Similar to awareness, I think humility is central to good multicultural work. Unfortunately, within the dominant cultural media-based messages humility is typically viewed as being weak and confidence, swagger, and even arrogance is seen as more desirable. Thomas Merton (quoted in part I of this blog series) has a quotation that speaks to the tendency for entire countries to engage in self-superiority. He wrote:

“The greatest sin of the European-Russian-American complex which we call the West (and this sin has spread its own way to China) is not only greed and cruelty, not only moral dishonesty and infidelity to the truth, but above all its unmitigated arrogance toward the rest of the human race.”
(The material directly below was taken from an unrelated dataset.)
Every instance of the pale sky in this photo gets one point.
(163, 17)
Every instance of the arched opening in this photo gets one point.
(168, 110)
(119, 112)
It’s crucial for multicultural counselor and psychotherapists to move beyond thinking in terms of competence and tolerance (both of which speak to Merton’s ideas of arrogance). Instead, we need to embrace our fallibilities and humility and approach cultural and individual differences with what Marcia Linehan might call radical acceptance and what Carl Rogers would have referred to as unconditional positive regard.

6.  Keep Making Efforts to Understand a Collectivist Cultural Perspective.

In collectivist cultures, values and norms are shared. The self and the personality are defined in terms of group memberships, and the group needs and values are more central than those of the individual. Some people with collectivist perspectives avoid the whole idea of the concept of self or self-esteem or self-image. Instead, Collectivists tend to evaluate themselves based on attaining group goals.

For lots of us folks who have been deeply involved in American individualism, the idea of collectivism can feel odd and repeatedly difficult to grasp. This is where exposure, discussion, and real listening to others becomes so important. Rather than trample on the idea of collectivist being, we need to persistently take extra steps to maintain awareness of this concept that can be so slippery for individualists to grasp.

To close this blog, in 1975 Robert Hogan wrote,

A central theme in Western European history for about 800 years has been the decline of the medieval synthesis or, alternatively, the emergence of individualism. Two hundred years ago individualism was a moral and religious ideal capable of legitimizing revolutions and inspiriting sober and thoughtful minds. Sometimes in the last century, however, social thinkers began to regard individualism in more ambivalent terms, even in some cases as a possible indicator of social decay. (p. 533)

This is interesting stuff, even if it’s sometimes difficult to completely and consistently understand.